Tip 4: Know the RF Environment
Somewhat related to the site survey is an overall RF survey. We must identify the source of RF energy that interferes with the relatively low power of Wi-Fi systems. For example, a casino had rolled out customer applications on wireless tablets. The system had been fraught with connectivity problems since the installation, and no one could determine the cause. That is until an RF engineer used a spectrum analyzer to check the RF environment. He quickly learned that a microwave oven was blanketing the Wi-Fi spectrum, causing the tablets to lose their network connection. The offending microwave oven was quickly removed.
Similar problems exist with some wireless phone systems and baby monitors. The 5GHz spectrum, used for 802.11a, must share this spectrum with radar systems. Finally, there may be RF pollution from adjacent floors or offices of a building. Unfortunately, there is frequently little that can be done about co-channel interference from nearby offices. Using the 5GHz spectrum can provide some relief from channel crowding.
The above recommendations for understanding the RF environment requires the use of a Wi-Fi spectrum analyzer. It’s the best tool for an RF and site survey. Consider renting or hiring a consultant if your network isn’t large enough to justify the purchase and training investment.
Tip 5: Disable Slow Speed Channels
The old 802.11b protocol supported speeds of 1, 2, 5.5, and 11Mbps, which is significantly reduced bandwidth in today’s technology. Select APs that allow disabling of the low speeds and turn them off. A good discussion of the slow speeds can be found in this Cisco blog, “Wi-Fi & Taxes: Digging into the 802.11b penalty.”
It makes sense to disable both 802.11b and 802.11n, leaving 802.11a and 802.11g enabled. This step may require identification of any ancient devices. Note that even the first-generation iPad supported 802.11a/b/g/n, so disabling the slow speeds is not likely to affect many devices.
Tip 6: Monitor Access Point Health
The health of all the APs and their connections is critical for good coverage and throughput. Network monitoring systems should be employed to detect common problems, such as links with high errors or packet loss. Modern networks should have minimal packet loss, so investigate any links that aren’t running clean.
Corporate networks frequently use lightweight APs (LWAP) that connect to wireless controllers. In a network assessment that we performed for a customer, we found a high percentage of LWAPs that didn’t associate with either controller, due to incorrect configuration. The controller management reports clearly showed a list of APs that did associate, so it was easy to determine which ones were missing so we could correct the configurations.
Another part of AP health is replacing old APs with newer units that offer greater bandwidth and better antennas. An AP that’s older than about five years is a good candidate for replacement.
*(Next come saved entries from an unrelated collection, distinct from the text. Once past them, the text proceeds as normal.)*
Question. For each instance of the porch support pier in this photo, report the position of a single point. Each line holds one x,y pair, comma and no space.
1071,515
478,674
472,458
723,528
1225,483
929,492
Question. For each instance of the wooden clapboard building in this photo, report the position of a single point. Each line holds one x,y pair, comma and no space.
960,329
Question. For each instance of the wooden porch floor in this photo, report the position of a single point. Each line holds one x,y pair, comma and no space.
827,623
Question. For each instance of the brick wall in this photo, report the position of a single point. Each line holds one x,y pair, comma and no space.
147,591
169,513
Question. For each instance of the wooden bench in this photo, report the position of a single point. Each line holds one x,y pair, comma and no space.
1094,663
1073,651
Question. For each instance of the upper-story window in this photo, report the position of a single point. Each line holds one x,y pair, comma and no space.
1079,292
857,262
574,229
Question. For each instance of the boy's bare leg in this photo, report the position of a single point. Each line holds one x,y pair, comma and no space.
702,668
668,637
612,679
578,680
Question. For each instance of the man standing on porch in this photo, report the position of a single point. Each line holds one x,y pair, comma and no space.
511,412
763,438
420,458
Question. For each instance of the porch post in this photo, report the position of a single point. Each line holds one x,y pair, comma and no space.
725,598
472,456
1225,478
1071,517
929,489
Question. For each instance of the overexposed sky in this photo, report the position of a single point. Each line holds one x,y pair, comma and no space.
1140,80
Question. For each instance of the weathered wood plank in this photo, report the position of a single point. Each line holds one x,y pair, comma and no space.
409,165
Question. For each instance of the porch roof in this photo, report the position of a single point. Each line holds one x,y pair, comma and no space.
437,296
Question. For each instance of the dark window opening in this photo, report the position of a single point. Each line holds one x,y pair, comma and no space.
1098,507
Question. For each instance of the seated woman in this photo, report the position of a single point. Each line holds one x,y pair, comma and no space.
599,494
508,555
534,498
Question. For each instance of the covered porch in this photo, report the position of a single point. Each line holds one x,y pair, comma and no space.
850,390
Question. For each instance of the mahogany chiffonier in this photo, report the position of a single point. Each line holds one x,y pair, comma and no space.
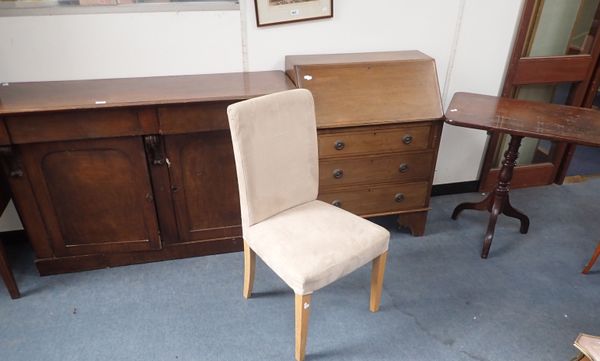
379,119
113,172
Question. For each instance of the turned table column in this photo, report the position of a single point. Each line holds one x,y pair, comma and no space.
497,202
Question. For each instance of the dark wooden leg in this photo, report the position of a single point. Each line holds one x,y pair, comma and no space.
7,275
484,205
511,211
497,202
489,233
413,221
593,260
501,192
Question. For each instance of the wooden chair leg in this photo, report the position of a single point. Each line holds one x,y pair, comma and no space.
377,273
249,267
302,312
592,260
7,275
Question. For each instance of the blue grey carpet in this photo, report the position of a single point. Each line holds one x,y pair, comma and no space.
440,302
585,161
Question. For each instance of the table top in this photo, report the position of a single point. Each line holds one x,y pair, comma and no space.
106,93
525,118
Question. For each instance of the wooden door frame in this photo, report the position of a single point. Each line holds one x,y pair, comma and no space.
577,69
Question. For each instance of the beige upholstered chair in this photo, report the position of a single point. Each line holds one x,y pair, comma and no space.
306,242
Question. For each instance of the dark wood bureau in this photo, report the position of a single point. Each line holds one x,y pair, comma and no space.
114,172
380,119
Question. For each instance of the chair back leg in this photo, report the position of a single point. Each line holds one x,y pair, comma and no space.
7,275
249,267
302,312
377,273
593,260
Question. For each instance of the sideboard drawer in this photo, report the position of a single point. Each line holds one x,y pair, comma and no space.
379,199
190,118
396,167
73,125
381,139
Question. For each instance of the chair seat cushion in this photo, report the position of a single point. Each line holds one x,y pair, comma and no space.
311,245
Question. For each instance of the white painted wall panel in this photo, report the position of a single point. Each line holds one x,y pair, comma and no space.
481,56
68,47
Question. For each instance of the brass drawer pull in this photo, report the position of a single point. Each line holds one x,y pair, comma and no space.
399,197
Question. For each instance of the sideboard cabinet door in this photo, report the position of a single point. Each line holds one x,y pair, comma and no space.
94,195
204,185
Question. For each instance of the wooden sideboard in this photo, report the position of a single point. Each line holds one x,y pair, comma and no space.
380,119
114,172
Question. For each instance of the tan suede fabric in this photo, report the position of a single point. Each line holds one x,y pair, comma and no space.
308,243
275,146
315,243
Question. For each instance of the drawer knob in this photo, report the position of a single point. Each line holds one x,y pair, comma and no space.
399,197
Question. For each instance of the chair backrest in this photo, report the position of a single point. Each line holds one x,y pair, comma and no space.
276,156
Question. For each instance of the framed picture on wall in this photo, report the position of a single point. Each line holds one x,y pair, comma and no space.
270,12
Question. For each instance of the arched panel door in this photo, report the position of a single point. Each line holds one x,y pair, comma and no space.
553,60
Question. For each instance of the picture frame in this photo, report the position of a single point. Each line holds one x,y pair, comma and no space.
271,12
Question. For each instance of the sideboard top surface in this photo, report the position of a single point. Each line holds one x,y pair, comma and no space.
31,97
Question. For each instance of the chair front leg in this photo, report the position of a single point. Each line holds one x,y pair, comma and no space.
302,312
249,267
7,275
377,273
590,264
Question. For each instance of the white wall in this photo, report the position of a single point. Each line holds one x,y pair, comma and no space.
483,47
470,40
67,47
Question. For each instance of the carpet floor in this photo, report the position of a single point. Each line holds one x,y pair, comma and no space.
527,301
Some people might also say that three years is a better replacement age. Newer multi-user multiple-input multiple-output (MU-MIMO) technology can significantly improve network throughput. There’s also the new Wi-Fi 6 (802.11ax) standard that is just appearing in APs and devices. You may be able to benefit from upgrading APs that are in high traffic areas first to spread the cost of an upgrade over a multi-year refresh cycle.